In der Ostschweiz wird scheinbar zu wenig Traubensaft konsumiert, denn dem Weinhandel gehe es nicht besonders gut. «Die Preise scheinen eher fallen als steigen zu wollen.» 

Ungeheuer weggesperrt

Im Norden Frankreichs im Departement Finistère hat sich ein Kindsmord zugetragen. Die Tat: «Ein erst 15-jähriges Ungeheuer, ein Kindermädchen», ermordete die Kinder ihres Dienstherrn. Und zwar «aus keinem andern Beweggrunde als angeborener Bosheit» und «indem sie denselben giftige Stoffe in den Mund gab». Kürzlich musste sich die 15-Jährige vor Gericht verantworten und gesteht ihre Tat, «schreibt es aber dem Einflusse innerer Stimmen zu». Das Urteil wird daraufhin wie folgt gesprochen: «Sie wird für schuldig erklärt, aber in Anbetracht ihrer Jugend wird sie, statt zum Schafott, zu zwanzigjähriger Gefangenschaft in das Zuchthaus verurteilt.» Denn unter einem Alter von 16 Jahren «wird Unzurechnungsfähigkeit angenommen».

Unten durch

Die «Unterseeische Eisenbahn» steht zur Diskussion. Über den Eisenbahntunnel zwischen Dover, England und Calais, Frankreich, sei viel gestritten worden. Dass nun Nägel mit Köpfen gemacht werden, beweist der Schleppdampfer, der zwischen Dover und Calais Vermessungen durchführt. 

Tierisches Experiment

Nur ein tatsächlicher «Versuch» kann etwas beweisen, muss sich ein Bauer gedacht haben.
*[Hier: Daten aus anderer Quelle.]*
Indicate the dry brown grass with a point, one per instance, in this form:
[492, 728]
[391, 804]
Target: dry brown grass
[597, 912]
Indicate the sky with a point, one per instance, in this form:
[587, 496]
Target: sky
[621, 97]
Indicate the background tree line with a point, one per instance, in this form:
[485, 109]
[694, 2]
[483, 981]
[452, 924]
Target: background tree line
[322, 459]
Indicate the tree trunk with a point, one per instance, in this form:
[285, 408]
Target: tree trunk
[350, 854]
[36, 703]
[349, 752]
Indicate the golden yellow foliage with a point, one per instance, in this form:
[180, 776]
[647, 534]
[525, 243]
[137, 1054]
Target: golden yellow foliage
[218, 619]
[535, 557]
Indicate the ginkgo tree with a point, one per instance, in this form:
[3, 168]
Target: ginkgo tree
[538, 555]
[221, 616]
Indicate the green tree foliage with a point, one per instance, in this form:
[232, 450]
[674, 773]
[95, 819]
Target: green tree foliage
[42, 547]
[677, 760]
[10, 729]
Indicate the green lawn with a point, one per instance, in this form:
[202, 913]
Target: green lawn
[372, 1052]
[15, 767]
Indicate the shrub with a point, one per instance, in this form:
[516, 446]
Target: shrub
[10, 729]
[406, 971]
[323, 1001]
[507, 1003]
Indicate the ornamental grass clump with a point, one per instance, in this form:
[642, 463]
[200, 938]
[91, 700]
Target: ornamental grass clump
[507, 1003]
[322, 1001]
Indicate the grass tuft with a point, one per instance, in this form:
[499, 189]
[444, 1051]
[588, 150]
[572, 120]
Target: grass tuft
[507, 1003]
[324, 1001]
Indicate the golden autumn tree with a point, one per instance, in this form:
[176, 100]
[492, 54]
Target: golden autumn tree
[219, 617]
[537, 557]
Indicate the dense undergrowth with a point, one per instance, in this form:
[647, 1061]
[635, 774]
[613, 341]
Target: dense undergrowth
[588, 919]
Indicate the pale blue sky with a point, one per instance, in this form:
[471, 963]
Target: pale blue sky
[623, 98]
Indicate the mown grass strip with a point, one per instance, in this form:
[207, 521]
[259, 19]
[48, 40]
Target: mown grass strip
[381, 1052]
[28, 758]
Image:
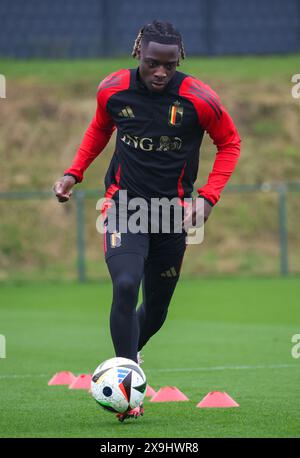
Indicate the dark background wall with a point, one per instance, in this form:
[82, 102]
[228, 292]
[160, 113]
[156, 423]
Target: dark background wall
[77, 28]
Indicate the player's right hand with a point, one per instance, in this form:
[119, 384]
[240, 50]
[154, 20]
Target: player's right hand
[62, 188]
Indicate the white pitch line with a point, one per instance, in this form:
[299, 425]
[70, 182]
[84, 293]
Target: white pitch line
[181, 369]
[224, 368]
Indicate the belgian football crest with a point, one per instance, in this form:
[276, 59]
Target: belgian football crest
[175, 114]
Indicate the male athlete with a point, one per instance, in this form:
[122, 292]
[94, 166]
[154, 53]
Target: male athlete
[161, 116]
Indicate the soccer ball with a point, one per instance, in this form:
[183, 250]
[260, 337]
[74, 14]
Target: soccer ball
[118, 385]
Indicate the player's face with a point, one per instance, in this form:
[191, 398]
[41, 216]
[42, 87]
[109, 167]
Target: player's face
[158, 64]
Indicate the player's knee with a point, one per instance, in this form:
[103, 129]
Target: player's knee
[126, 285]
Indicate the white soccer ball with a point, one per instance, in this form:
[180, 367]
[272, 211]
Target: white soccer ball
[118, 385]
Er sperrte einen Maulwurf zusammen mit 60 Engerlingen und Rotwürmern in ein «mit Erde angefülltes Fässchen». Nach 24 Stunden schaute er nach: «Alles bis auf sieben Engerlingsköpfe war von dem Maulwurf verspeist.» Der Nachrichtenverfasser versteht aber nicht: «Trotz solcher Erfahrungen gibt es immer noch Leute, welche behaupten, dass der Maulwurf keine Engerlinge fresse.»

Dicke Euter

Ein grosses Ärgernis auf den kantonalen Marktplätzen macht sich breit: Denn oft sieht man «Kühe ausgestellt mit so gefüllten Eutern, dass die armen Tiere offenbar grosse Schmerzen leiden». Denn damit wollen die Verkäufer die «Milchergiebigkeit» der Kühe zeigen und «wenig erfahrene Käufer hinter das Licht führen». Der Verfasser spricht sich klar dagegen aus: «Es ist dieses ein Missbrauch, der beseitigt werden sollte.» Dabei lobt er Freiburg, wo es bereits ein Verbot gibt. Dort dürfen nur gemolkene Kühe angeboten werden.

Falscher 40er

In der Stadt nahe der französischen Grenze ist Falschgeld aufgetaucht: «falsche französische 40-Franken-Stücke». Diese seien ausgezeichnet nachgemacht und «auch durch ihr Gewicht nur ganz wenig von den ächten» zu unterscheiden. 

Lust zum Auswandern

Viele junge Männer wandern aus, weil sie «nicht in die preussische Soldatenjacke gesteckt werden wollen». Und weiter: «Die Frankfurter haben scheints wenig Lust, an der preussischen Glorie Antheil zu nehmen.»